Moss is an opportunistic plant. Lack of nutrients, low soil pH, poor drainage, and excessive shade are perfect for growing moss. Moss does not kill the grass, it takes over where grass is struggling to grow. So when we look at how to control moss, we really need to ask ourselves, “How can I grow better grass?” If we don’t address the underlying problems, we will be fighting moss forever.
The most important factors to address are:
– Using iron to discourage moss growth
– Boosting lawn growth with fertilizers
– Keeping the soil at a neutral pH
– Addressing shade and drainage
Iron is an excellent start to attacking moss. Using a product like Moss Out will help to weaken the moss and does not hurt your grass. Once injured, the shallow-rooted plant can be easily raked out. Remember, moss is just like any other weed…it needs to be removed so that it will not regrow if conditions allow.

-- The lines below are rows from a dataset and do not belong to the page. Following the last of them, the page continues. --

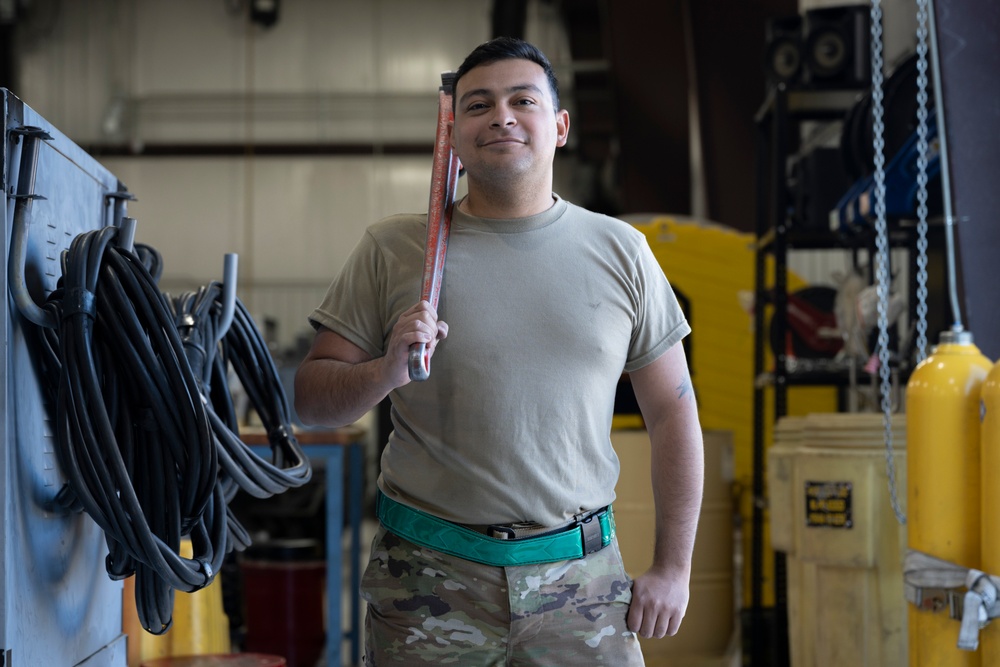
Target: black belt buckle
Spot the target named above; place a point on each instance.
(593, 538)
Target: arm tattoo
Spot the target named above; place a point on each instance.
(685, 389)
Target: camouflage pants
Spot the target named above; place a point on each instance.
(428, 607)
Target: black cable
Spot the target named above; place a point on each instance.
(136, 381)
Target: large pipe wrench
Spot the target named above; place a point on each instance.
(444, 184)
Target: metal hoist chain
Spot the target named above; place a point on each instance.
(881, 231)
(882, 252)
(922, 151)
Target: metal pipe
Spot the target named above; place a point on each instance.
(949, 219)
(228, 293)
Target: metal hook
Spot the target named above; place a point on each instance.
(19, 236)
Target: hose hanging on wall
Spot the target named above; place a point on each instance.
(137, 382)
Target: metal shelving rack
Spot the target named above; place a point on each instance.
(783, 111)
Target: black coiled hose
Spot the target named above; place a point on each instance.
(137, 381)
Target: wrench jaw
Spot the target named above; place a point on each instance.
(419, 362)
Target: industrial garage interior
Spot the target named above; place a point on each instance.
(817, 179)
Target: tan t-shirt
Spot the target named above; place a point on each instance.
(544, 314)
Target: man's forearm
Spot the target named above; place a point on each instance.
(678, 471)
(336, 393)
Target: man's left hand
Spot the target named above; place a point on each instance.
(659, 600)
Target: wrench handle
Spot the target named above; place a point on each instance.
(444, 184)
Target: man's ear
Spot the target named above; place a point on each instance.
(562, 127)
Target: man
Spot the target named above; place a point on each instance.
(509, 438)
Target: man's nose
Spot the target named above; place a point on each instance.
(503, 117)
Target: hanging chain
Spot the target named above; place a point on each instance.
(922, 150)
(882, 253)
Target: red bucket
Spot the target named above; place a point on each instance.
(284, 582)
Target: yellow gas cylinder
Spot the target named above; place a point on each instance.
(943, 483)
(989, 637)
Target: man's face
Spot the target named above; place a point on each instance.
(505, 124)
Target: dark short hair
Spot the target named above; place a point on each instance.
(510, 48)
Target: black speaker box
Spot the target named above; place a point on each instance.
(783, 50)
(836, 47)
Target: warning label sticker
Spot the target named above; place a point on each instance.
(828, 504)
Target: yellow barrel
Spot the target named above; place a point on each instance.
(989, 434)
(707, 633)
(200, 625)
(943, 495)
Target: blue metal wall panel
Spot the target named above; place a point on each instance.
(57, 604)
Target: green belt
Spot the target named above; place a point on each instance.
(585, 537)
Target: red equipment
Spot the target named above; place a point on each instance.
(444, 183)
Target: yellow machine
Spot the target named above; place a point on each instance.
(943, 492)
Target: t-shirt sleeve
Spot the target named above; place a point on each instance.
(660, 323)
(354, 302)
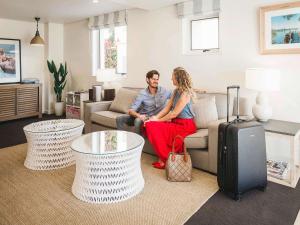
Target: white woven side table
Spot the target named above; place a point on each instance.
(49, 143)
(108, 166)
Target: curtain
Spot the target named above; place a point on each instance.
(198, 7)
(118, 18)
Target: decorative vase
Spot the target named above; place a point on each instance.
(59, 108)
(262, 110)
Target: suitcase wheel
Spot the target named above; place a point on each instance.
(262, 188)
(237, 197)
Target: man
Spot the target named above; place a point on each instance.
(149, 102)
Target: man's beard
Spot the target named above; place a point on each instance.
(153, 86)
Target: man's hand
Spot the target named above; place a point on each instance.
(153, 118)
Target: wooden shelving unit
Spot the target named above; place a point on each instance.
(20, 100)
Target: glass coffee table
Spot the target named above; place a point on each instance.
(108, 166)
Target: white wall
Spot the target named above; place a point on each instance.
(154, 41)
(78, 55)
(54, 51)
(32, 58)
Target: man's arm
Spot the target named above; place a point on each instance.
(135, 106)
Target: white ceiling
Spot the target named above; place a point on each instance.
(65, 11)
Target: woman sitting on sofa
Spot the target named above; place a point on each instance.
(177, 118)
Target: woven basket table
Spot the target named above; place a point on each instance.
(108, 166)
(49, 143)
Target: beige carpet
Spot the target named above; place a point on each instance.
(35, 198)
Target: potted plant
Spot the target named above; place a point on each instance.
(59, 84)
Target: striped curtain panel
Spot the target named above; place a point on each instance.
(113, 19)
(198, 7)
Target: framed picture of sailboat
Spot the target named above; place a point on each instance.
(280, 28)
(10, 61)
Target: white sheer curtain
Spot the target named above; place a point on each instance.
(198, 7)
(118, 18)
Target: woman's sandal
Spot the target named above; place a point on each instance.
(159, 165)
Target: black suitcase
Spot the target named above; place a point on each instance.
(241, 155)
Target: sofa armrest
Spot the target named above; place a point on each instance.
(93, 107)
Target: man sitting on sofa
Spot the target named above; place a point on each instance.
(149, 102)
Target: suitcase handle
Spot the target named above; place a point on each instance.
(237, 87)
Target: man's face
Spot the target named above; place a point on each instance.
(153, 82)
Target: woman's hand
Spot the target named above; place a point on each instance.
(153, 118)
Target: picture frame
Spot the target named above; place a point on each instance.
(10, 61)
(280, 28)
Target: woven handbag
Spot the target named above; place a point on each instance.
(179, 165)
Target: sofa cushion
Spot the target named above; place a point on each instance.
(197, 140)
(221, 103)
(105, 118)
(205, 110)
(123, 100)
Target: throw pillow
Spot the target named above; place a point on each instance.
(205, 110)
(123, 100)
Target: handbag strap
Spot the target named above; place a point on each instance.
(184, 148)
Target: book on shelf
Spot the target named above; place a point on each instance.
(277, 169)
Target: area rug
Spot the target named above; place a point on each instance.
(44, 197)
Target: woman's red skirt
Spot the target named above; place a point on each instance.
(162, 134)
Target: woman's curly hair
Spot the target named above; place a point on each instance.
(184, 80)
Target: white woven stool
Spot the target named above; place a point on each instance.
(108, 166)
(49, 143)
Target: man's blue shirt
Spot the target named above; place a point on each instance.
(148, 104)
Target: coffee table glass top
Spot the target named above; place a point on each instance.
(53, 125)
(107, 142)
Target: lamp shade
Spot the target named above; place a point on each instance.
(37, 40)
(105, 75)
(261, 79)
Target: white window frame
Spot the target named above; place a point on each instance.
(187, 35)
(96, 52)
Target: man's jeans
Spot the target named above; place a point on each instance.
(126, 120)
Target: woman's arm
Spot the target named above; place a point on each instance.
(165, 110)
(182, 101)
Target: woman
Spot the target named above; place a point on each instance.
(176, 118)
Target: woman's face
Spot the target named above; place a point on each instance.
(175, 83)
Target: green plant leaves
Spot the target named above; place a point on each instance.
(59, 78)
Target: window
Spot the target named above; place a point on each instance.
(109, 49)
(205, 34)
(200, 34)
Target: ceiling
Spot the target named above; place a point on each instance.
(65, 11)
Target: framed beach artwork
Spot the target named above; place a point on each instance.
(280, 28)
(10, 61)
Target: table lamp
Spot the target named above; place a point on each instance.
(262, 80)
(106, 76)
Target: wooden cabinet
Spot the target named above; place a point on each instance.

Giving your lawn a boost of nitrogen can help to encourage grass growth while reducing moss. A monthly application of a fertilizer that includes iron and potassium, in combination with nitrogen, is also helpful. By using Iron Man, we increase the food for our grass and suppress the moss growth with iron, just as we did with Moss Out.
Any time we add amendments to the soil, it is important to know what the soil needs. We can check basics with a store-bought soil test kit like. If more testing is warranted, soil samples can be sent in for testing through your local WSU or OSU Extension office. Once we know what the soil needs, we can get to work improving the environment for a healthy lawn.
Moss grows well in a soil with a low pH. But what does that mean? A low pH means that the soil is acidic. Grass likes to grow in neutral soil. So if we change the pH of the soil, we can encourage grass health and deter moss growth. A good way to do this is with lime. Using a calcium-based lime, like Calpril Lime works well to neutralize the acidity.
Finally, moss likes to be wet and shady. If your lawn is in the shade, try planting a shade-loving grass, such as Fescue. You may want to consider trimming trees as well. As for being too wet, you can start by dethatching your lawn to help with drainage. Thatch is the organic matter that accumulates around the base of the grass. It holds in moisture and makes it hard for water to drain. Using a thatch rake will help to remove the tightly bound material to create healthy drainage.
Remember, when we want to get rid of moss, our first thought should be, “How do we encourage a healthy lawn?” Iron to help kill the moss, boosting the growth of grass with fertilizers, making sure the pH balance is neutral, and addressing the issues of shade and drainage are the most important aspects of moss control. Following these steps will help you to grow a healthy, moss-free, lawn.